Thiobacillus thiophilus became the best competitor in enriched communities
The community of control sediments was serially diluted and cultured anaerobically in the NS media where nitrate was the sole electron acceptor and sulfide was the sole electron donor. This is to enrich bacteria having a complete or partial respiratory chain from sulfide, the initial e-donor to nitrate, the terminal e-acceptor. The dominance of Thiobacillus reappeared in 20 out of 38 communities (Figure 5A) though it was initially sparse (<1.3% relative abundance). This enrichment suggested the competent metabolic fitness ofThiobacillus . Linear regression also identified positive correlations between its relative abundance and nitrate consumption, nitrite production and sulfate production (Figure 5B-5D).

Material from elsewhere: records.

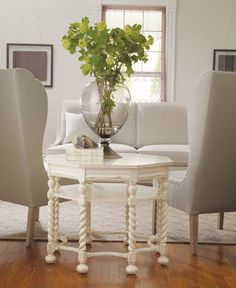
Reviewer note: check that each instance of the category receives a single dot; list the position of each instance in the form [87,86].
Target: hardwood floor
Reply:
[214,267]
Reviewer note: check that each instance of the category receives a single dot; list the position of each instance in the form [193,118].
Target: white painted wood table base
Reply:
[104,182]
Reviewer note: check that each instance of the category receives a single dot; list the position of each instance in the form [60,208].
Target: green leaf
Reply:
[86,68]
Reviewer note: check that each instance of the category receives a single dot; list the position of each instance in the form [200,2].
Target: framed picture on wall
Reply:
[224,60]
[37,58]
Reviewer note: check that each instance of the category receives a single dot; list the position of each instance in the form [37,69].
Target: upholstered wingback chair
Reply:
[23,114]
[209,185]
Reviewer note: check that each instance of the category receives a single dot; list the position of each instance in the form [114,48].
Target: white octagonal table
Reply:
[114,180]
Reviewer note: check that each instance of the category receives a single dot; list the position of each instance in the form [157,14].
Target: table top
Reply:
[127,160]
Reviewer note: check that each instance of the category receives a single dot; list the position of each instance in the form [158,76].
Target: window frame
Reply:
[171,7]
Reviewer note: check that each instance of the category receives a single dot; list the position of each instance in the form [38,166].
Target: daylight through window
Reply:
[148,82]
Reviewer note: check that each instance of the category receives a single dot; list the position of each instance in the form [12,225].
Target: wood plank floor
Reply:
[214,267]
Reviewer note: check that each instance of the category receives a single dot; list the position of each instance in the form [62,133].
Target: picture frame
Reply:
[37,58]
[224,60]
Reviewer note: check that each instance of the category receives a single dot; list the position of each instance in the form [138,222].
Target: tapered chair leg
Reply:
[220,220]
[193,222]
[37,214]
[32,215]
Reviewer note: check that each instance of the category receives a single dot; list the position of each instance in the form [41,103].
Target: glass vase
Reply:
[105,120]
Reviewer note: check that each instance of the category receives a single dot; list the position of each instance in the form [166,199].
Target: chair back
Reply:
[23,115]
[211,175]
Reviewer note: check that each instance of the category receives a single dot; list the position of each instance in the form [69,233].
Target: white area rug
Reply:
[110,217]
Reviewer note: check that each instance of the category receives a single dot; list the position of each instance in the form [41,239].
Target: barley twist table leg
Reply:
[89,239]
[132,201]
[56,211]
[162,213]
[82,257]
[51,246]
[126,217]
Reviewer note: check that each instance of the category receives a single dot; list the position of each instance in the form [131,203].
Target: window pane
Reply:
[144,89]
[114,18]
[133,17]
[156,46]
[152,21]
[154,62]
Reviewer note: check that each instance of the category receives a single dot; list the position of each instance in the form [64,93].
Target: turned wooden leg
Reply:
[193,221]
[89,239]
[32,214]
[56,211]
[220,220]
[126,216]
[82,257]
[132,201]
[162,213]
[51,246]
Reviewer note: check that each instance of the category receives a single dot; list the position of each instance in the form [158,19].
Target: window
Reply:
[148,81]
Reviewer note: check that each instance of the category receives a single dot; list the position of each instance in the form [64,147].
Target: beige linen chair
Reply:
[23,114]
[209,185]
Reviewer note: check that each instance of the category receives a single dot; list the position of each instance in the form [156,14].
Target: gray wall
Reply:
[202,25]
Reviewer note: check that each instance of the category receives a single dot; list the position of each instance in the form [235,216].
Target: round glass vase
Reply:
[105,124]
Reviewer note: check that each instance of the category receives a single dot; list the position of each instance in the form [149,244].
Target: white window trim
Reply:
[170,6]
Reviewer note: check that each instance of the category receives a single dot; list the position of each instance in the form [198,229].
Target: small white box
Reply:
[93,155]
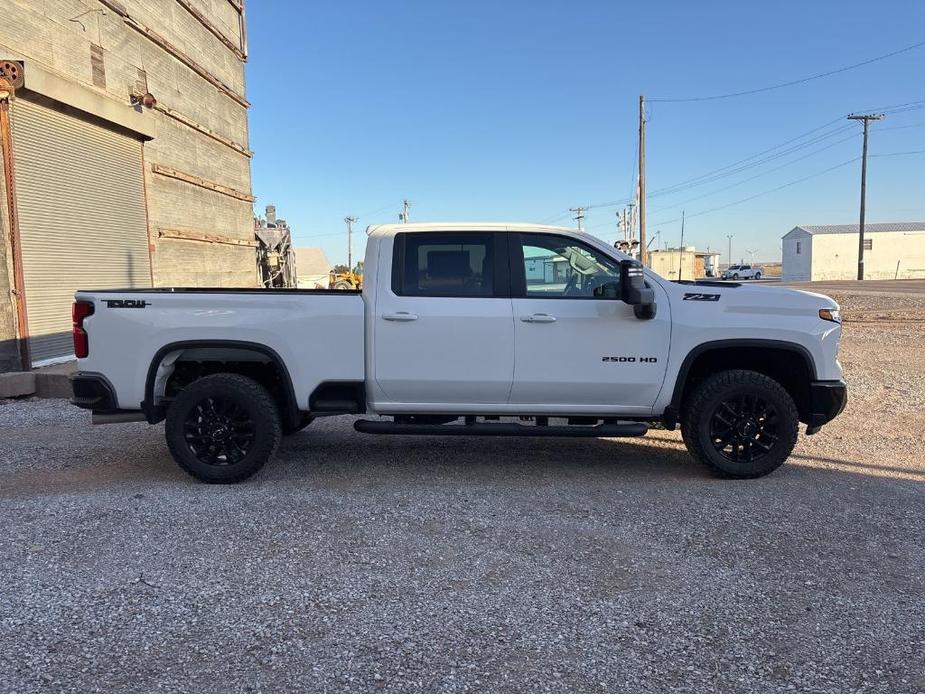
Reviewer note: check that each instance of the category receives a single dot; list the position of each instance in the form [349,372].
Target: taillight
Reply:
[79,311]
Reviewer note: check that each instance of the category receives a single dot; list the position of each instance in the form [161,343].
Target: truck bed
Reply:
[317,333]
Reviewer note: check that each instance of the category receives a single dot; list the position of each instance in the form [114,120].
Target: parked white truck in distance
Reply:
[742,272]
[457,327]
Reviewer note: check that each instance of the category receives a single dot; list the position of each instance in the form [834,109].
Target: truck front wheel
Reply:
[740,424]
[223,428]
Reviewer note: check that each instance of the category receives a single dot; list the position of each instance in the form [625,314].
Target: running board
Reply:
[368,426]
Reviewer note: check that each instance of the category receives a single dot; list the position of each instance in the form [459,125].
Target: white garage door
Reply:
[81,199]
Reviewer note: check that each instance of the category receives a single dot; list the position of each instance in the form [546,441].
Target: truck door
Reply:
[443,326]
[574,349]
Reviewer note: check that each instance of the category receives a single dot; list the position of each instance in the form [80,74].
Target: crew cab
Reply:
[467,330]
[742,272]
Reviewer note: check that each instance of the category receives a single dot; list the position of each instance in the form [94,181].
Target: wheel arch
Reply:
[155,412]
[789,363]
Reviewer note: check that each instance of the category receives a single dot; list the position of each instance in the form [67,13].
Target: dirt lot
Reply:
[379,564]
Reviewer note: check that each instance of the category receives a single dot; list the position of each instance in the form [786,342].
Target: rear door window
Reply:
[445,264]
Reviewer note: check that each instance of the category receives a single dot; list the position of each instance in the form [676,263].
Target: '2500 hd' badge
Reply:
[126,303]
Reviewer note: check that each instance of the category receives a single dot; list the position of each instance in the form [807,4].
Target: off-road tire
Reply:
[706,401]
[249,398]
[304,420]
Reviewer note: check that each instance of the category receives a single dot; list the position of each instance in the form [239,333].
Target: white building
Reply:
[830,252]
[312,268]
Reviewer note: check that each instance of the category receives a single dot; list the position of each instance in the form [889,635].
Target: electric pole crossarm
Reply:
[866,119]
[643,249]
[350,221]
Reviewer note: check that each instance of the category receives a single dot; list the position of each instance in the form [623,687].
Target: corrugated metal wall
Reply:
[82,219]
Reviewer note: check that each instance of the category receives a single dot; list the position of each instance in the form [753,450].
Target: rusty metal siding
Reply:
[82,216]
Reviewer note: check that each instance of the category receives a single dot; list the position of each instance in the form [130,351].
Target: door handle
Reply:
[538,318]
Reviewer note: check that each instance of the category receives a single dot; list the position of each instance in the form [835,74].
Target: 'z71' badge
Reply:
[701,297]
[126,303]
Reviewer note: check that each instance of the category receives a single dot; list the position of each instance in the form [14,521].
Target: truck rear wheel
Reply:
[740,424]
[223,428]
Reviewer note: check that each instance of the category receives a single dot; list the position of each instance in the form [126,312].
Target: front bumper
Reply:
[827,400]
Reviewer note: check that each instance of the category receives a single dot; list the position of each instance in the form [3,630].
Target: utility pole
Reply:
[681,248]
[350,222]
[866,119]
[643,251]
[579,216]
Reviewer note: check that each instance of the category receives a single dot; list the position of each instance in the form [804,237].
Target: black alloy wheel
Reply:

Community enrichments of different dilutabilities were streaked on NS and NTS plates (anaerobic at room temperature). However, no colony formed on the NS plates. Using solid NTS medium, 14 strains were isolated from all community enrichments and all were members of phylum Proteobacteria (Table 1). Unlike community enrichments, these pure isolates must a complete respiratory chain from thiosulfate to nitrate since interspecies cross-feeding was excluded. We then determined their metabolic characteristics using liquid NS and NTS medium, and found that strain S5643 (Thiobacillus thiophilus ) was the sole sulfide oxidizer. PCR of selected functional genes involved in nitrogen and sulfur cycling found that (i) all strains except T83 (Sphingopyxis terrae ) and T546 (Rhodanobacter lindaniclasticus ) had nitrate reductase narG or napA ; (ii) all strains had nitrite reductase nirK or nirS ; and (iii) thiosulfate oxidasesox B appeared only in 6 strains (Table 1), including S5643. These results confirmed the metabolic fitness of Thiobacillus, which was the sole sulfide-oxidizing denitrifier among the 14 isolates.